Trying to answer this question using the "const block" on the basis of lambda, I was faced with a situation where clang++, and g++do not agree with the code period.
#include <iostream>
#include <type_traits>
struct noncopyable
{
int a;
const noncopyable& operator=(noncopyable&&) = delete;
noncopyable(noncopyable&&) = delete;
const noncopyable& operator=(const noncopyable&) = delete;
noncopyable(const noncopyable&) = delete;
~noncopyable() = default;
};
void modify(noncopyable& a)
{
a.a = 0;
}
int main()
{
noncopyable a = { 25 }, b = { 42 };
[&, &a = static_cast<const noncopyable&>(a)]{
modify(b);
}();
std::cout << a.a << " " << b.a << "\n";
}
clang++receives the code and displays the expected output, and g++fails with the following error message:
a.cpp: In function ‘int main()’:
a.cpp:22:5: error: binding ‘const noncopyable’ to reference of type ‘noncopyable&’ discards qualifiers
[&, &a = static_cast<const noncopyable&>(a)]{
^
clang++ -v is an
clang version 3.7.0 (tags/RELEASE_370/final)

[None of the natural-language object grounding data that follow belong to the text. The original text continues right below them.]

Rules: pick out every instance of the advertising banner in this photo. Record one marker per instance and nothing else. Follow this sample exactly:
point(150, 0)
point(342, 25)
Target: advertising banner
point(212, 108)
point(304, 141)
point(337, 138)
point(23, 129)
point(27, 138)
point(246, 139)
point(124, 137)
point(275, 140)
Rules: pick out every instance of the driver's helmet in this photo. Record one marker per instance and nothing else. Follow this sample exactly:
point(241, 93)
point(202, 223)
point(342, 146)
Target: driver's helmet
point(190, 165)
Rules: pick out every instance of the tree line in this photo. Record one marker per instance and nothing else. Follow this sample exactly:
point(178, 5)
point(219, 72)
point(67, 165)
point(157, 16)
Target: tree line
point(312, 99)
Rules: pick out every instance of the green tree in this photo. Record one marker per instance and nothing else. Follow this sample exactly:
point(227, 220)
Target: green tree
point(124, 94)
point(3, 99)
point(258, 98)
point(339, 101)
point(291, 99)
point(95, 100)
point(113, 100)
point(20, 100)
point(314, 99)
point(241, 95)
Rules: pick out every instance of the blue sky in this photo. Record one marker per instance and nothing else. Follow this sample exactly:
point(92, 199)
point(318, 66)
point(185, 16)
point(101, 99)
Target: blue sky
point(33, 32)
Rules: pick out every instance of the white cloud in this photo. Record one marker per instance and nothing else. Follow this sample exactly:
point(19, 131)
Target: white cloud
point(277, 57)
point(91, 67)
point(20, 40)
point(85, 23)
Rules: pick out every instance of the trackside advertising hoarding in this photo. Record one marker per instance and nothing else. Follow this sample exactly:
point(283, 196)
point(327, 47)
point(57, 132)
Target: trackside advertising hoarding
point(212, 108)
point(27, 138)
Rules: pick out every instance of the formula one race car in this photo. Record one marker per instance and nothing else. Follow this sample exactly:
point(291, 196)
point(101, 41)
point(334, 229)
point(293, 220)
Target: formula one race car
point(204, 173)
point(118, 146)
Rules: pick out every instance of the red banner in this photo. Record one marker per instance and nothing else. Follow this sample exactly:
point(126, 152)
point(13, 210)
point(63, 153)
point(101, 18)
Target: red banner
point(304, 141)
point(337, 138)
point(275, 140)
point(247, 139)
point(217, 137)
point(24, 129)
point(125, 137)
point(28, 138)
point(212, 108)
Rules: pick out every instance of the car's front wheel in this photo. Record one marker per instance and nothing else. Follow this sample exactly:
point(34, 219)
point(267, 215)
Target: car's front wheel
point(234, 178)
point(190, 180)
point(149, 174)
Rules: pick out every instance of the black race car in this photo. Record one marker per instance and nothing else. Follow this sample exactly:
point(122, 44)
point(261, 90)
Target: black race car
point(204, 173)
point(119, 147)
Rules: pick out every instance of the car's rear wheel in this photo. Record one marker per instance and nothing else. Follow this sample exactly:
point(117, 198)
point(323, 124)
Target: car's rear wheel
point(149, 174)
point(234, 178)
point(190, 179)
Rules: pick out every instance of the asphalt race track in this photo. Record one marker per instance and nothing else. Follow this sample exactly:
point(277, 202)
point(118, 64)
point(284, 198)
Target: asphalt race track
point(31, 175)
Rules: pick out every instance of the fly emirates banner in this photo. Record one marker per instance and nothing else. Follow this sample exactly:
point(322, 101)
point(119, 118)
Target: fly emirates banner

Target: x86_64-redhat-linux-gnu
Thread model: posix
Found candidate GCC installation: /usr/bin/../lib/gcc/x86_64-redhat-linux/5.1.1
Found candidate GCC installation: /usr/lib/gcc/x86_64-redhat-linux/5.1.1
Selected GCC installation: /usr/bin/../lib/gcc/x86_64-redhat-linux/5.1.1
Candidate multilib: .;@m64
Candidate multilib: 32;@m32
Selected multilib: .;@m64
and g++ -vhave
Using built-in specs.
COLLECT_GCC=g++
COLLECT_LTO_WRAPPER=/usr/libexec/gcc/x86_64-redhat-linux/5.1.1/lto-wrapper
Target: x86_64-redhat-linux
Configured with: ../configure --enable-bootstrap --enable-languages=c,c++,objc,obj-c++,fortran,ada,go,lto --prefix=/usr --mandir=/usr/share/man --infodir=/usr/share/info --with-bugurl=http://bugzilla.redhat.com/bugzilla --enable-shared --enable-threads=posix --enable-checking=release --enable-multilib --with-system-zlib --enable-__cxa_atexit --disable-libunwind-exceptions --enable-gnu-unique-object --enable-linker-build-id --with-linker-hash-style=gnu --enable-plugin --enable-initfini-array --disable-libgcj --with-isl --enable-libmpx --enable-gnu-indirect-function --with-tune=generic --with-arch_32=i686 --build=x86_64-redhat-linux
Thread model: posix
gcc version 5.1.1 20150618 (Red Hat 5.1.1-4) (GCC)
Parameters used to compile the code:
-std=c++14 -Wall -Wextra -pedantic
Which compiler is right? g++or clang++? (or, third option, is this code invalid for another reason?)